После праздника Николы
Мы в солдаты покатим.
Ты, маманя, встань поране,
Вымой лавочки с песком.
Увезут меня в солдаты
— Ты заплачешь голоском.
Фролка дёрнул вожжи:
— Шевелись, милая! Чего рассиропилась?
И снова запел:
Не вино меня шатает —
Меня горюшко берёт.
Я не сам иду в солдаты,
Меня староста ведёт.
Во солдаты отвезут,
Одежду ротную дадут.
На головушку башлык,
Возле боку острый штык.
Поручик задремал. Из всех слуг он снисходительнее чем к другим, относился к Фролке. И не потому, что тот был сиротой, и также закладывал за воротник, как и поручик. Иногда канючил, стоя на коленях, чтоб ему дал барин двугривенный на опохмелку. Даже за это он не серчал особо. Ворчал, что пристал, как банный лист, но монетку бросал. К остальным же был строг до самодурства и даже старого Мефодия, камердинера, охаживал под горячую руку тростью по спине, проявляя необузданный характер. А Фролке всё сходило с рук. Барин, когда выпивал изрядно, был слезлив не в меру. Фролка мастерски играл на балалайке и пел. В минуты обильного слезоточения поручик звал Фролку с балалайкой и приказывал играть и петь, а иногда и плясать. Развалясь в кресле, слушал, курил трубку и вытирал слёзы рукавом халата. Щедро одаривал Фролку, после чего тот пускался в очередной загул. А барин наутро был, как всегда, сердит, хмур и вспыльчив.
Фролка замолк, отдав все права лошади, выпустив вожжи из рук. Ехали впросонь, с дороги сбились… Но этого не помнит Олантьев. Очнулся он в сильном бреду и никак не мог понять, где он и что с ним происходит. Порывался отыграться в карты и звал полковника Власова сесть за карточный стол…
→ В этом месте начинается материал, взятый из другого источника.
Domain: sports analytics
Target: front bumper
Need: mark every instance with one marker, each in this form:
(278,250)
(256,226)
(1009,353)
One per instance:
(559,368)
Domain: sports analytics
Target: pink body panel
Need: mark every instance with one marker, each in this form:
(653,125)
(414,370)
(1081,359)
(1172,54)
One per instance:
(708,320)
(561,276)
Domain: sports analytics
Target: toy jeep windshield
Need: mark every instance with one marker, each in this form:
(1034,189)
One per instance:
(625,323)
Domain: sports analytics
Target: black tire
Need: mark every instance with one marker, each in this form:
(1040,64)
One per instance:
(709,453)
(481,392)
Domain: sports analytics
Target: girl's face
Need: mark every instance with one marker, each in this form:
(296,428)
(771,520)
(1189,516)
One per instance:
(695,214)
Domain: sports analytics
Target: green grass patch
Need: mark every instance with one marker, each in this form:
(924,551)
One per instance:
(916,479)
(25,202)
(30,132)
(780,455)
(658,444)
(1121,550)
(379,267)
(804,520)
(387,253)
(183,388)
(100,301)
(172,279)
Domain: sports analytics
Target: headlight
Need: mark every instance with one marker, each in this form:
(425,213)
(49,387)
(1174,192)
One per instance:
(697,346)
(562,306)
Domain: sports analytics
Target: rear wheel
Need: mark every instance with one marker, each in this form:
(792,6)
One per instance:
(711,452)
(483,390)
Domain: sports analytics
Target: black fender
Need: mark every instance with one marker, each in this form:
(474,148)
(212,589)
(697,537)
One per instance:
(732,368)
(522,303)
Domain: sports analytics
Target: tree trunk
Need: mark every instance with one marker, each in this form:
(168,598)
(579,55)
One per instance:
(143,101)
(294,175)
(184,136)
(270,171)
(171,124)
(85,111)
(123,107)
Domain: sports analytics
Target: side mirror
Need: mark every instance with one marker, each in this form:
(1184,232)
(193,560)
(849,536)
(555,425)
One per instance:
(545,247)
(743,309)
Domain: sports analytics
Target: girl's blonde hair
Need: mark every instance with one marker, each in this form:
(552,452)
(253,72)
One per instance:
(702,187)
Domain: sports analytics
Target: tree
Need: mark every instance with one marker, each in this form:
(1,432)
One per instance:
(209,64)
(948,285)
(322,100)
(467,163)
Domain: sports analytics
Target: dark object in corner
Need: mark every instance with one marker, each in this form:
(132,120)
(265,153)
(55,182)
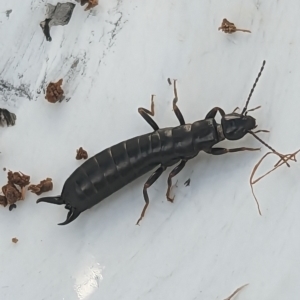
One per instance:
(12,206)
(81,154)
(7,117)
(56,15)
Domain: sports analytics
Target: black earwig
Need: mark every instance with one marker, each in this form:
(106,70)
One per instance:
(115,167)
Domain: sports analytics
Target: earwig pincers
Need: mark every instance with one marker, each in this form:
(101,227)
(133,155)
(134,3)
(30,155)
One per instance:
(113,168)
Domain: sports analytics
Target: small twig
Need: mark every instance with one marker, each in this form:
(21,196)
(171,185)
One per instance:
(235,292)
(283,160)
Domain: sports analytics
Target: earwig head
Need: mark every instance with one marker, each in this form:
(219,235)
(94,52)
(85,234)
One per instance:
(73,212)
(235,126)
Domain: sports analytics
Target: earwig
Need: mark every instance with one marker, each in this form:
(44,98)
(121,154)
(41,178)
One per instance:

В скиту пробыл почти месяц, там и узнал, что с ним приключилось. Когда они сбились с дороги, было уже темно, волки погнали лошадь. Его подобрали возвращающиеся из города с базара скитники, полуживого и полуобмороженного, привезли в скит. Фролка сгинул. После нашли его истерзанное хищниками тело далеко от дороги.
Поместили барина в отдельную келью, заботились и ухаживали, как могли, поили и мёдом, и отваром из кореньев и трав, мазали опухшее тело мазями. Душеспасительные речи вёл с ним старец Кирилл, зело премудрый и благолепный старовер, а обихаживал молодой скитник Серафим. За время, проведенное в скиту, поручик даже осознал вначале, что его прежняя жизнь была суетой и томлением духа. Размеренная, лишённая мирских утех жизнь в пустыне, подвигла его на пересмотр доселе прожитого и содеянного.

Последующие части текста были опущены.